In a Facebook post, community pantry creator Ana Patricia Non said she gave out food and other relief goods for drivers affected by consecutive oil price hikes.
“Simula pa lang ng pandemic sila na ang unang apektado dahil sa mga tigil pasada nung lockdowns,” Non said.
[Since the pandemic stated, it was the drivers who were greatly affected by the suspension of public transportation due to the lockdowns.]
“Nagkaroon pa ng mga requirements para sa safety protocols ng mass transports katulad ng mga plastic dividers na nakadagdag sa kanilang gastusin. Ngayon pa lang bumabalik sa normal pero andyan naman yung pagtataas ng gas,” she added.
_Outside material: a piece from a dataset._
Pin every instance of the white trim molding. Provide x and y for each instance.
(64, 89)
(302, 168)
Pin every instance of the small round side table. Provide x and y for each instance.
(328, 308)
[Mass transport were given safety protocol requirements such as plastic dividers, which resulted in additional expenses on their part. And now, just as they were slowly going back to normal, they now face the problem of oil price hikes.]
Non partnered with a non-governmental organization (NGO), Balai Obrero Foundation, to distribute the food aid to their driver-beneficiaries.
Based on her interactions with people who come to the Maginhawa community pantry, she said that the P1,000 to P4,000 cash aid they received were not enough for their needs due to the high prices of basic commodities.
This, she said, is the reason why she believes that the government’s current P200 monthly aid per family is not enough.
“Lumalabas po na 6 pesos lang yun kada araw at di man aabot sa 9 pesos na minimum na pamasahe,” Non added.
[Based on that aid, it would turn out that each family only has P6 per day, which does not even meet the P9 minimum jeepney fare.]
In another Facebook post, Non noted that her community pantry initiative still continues, almost a year since she launched the project.
Non first gained renown when she launched the Maginhawa community pantry in Quezon City in 2021, amid the lockdowns implemented by the government due to the COVID-19 pandemic.
The initiative created a snowball effect and inspired other groups in the country to do their own pantries in their localities.
Since then, there have reportedly been more than 300 community pantries in the Philippines.